Monday, July 9, 2012

June 2012

 I'd say our most exciting news in June was Bill shaving off the beard he's had since soon after we met 23 years ago. I encouraged him to grow it because I was into beards then (less scratchy) but for the past year I've been asking him to shave it off because it was turning so grey. When I started threatening to dye it and came home with a packet of henna to dye it red he finally decided to shave it off.

No-one here recognised Bill with his new look and at first they thought maybe I had a new man! A few people have said that he looks like Neil Young, who just happens to be one of my first musical crushes.

Here are a couple of pictures of Neil - see if you think there's a resemblance:




Here's Oscar in front of the veg garden. We're eating lots of peas, broad beans, salad greens, chard, kale, beets,  broccoli, strawberries and currants.


And Woody in the carnations. Yes, we'll be bringing both dogs with us when we move back to America this autumn. They both bark with Irish accents - 'woof' rhyming with 'roof'.

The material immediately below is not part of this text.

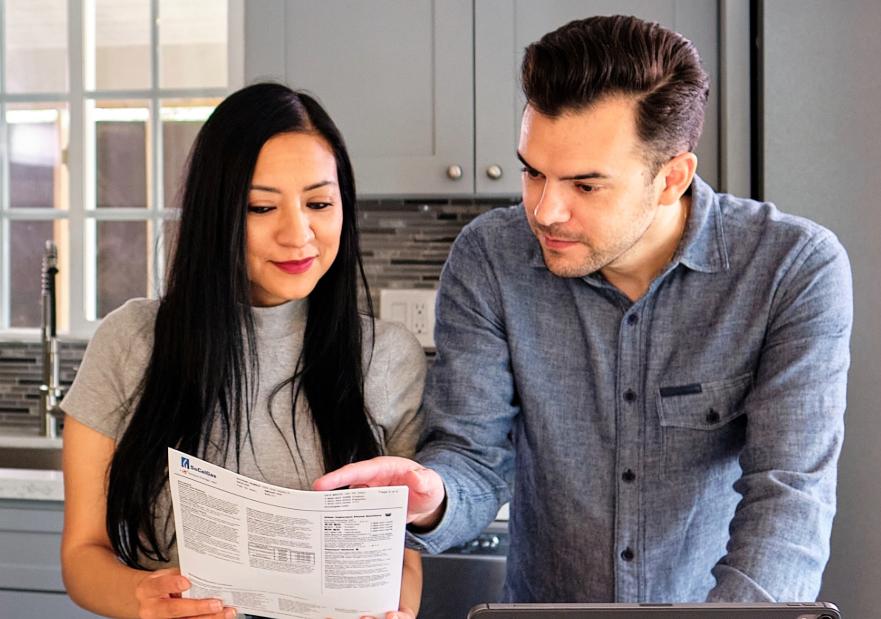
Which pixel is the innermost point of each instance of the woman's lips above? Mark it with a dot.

 In the plastic polytunnel we can grow things that like it warmer - sweet corn, tomatoes, peppers, eggplants and basil.

We're having another cool, wet summer, after a warm, dry spring. A recent study shows that the jet stream is moving north, and combined with warmer ocean temperatures this has caused regions north of the jet stream (Ireland, England and northern Europe) to have very cool, wet weather, while regions south of the jet stream are having prolonged heat waves and drought.

While our families and friends in America are trying to stay cool with air conditioning, we are trying to stay warm by burning wood and peat. Yes, I have actually been lighting fires in our woodstove in June and July. So now we are all using even more fuel in order to stay comfortable, thus burning more carbon and causing more ocean warming, pushing the jet stream further, causing more extreme weather, etc etc.

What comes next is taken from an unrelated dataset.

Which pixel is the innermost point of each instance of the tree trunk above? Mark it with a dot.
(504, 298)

 This is a crop of leeks that we growing for seed, as Seed Guardians for Irish Seed Savers. These plants are in their second year now and the flower heads are starting to form seeds now, each one staked up because the seed heads are so heavy. 

This is one of the landscaping projects we did for new clients in June - an overhaul of what was an overgrown jungle of old shrubs, ivy and weeds, cleaned up and replanted with new trees and shrubs, and Bill made an intricate fan-patterned patio in the center.



The Burren
We made a special point to visit the Burren in north Clare in June, the peak of the wildflowers and especially many types of orchid. It's strange that such a rocky, barren looking landscape could host such a profusion of wild flowers, but they grow in the cracks, or 'grikes' between the stones, and on the thin soil at the edge of roads and base of stone walls.

 Wild geraniums

Carline Thistle


An unusually tall orchid, I think because it was growing in the shade of the hazel trees.

It was a spotted orchid, a common one in the Burren, but no two are quite alike in color or pattern. 


 The trail goes through a wee glen. These mossy little hazel woods are such a sweet contrast to the grey expanse of stone surrounding them, and I always keep my eyes open for fairies or leprechauns here!


 Wait, is that one there?


 A seasonal lake called a 'turlough'. This year they are all full to the brim.

 Even some meadow areas were turning into ponds with all the rain we had in June.

With all the rain here you would think it would be great for mushrooms, but we rarely see them. Too cool, maybe. This is one big bolete that we saw that day.


Finally we came to one of our favorite Burren meadows, which is practically carpeted with wildflowers at this time of year.


Oh flowers, how I do love thee!


 A strange orchid called the Frog Orchid


 Another Spotted Orchid

 The Pyramidal Orchid


An especially long Spotted Orchid




 Spotted Orchid, closeup



 There was one orchid we did not see that day although we looked hard. It's my favorite so I'm going to put in a picture of it from a Burren walk in 2008. The Bee Orchid mimics the size, shape and color of a bumblebee, enough so that the male bees are fooled and try to mate with the orchids, thus spreading the pollen from plant to plant.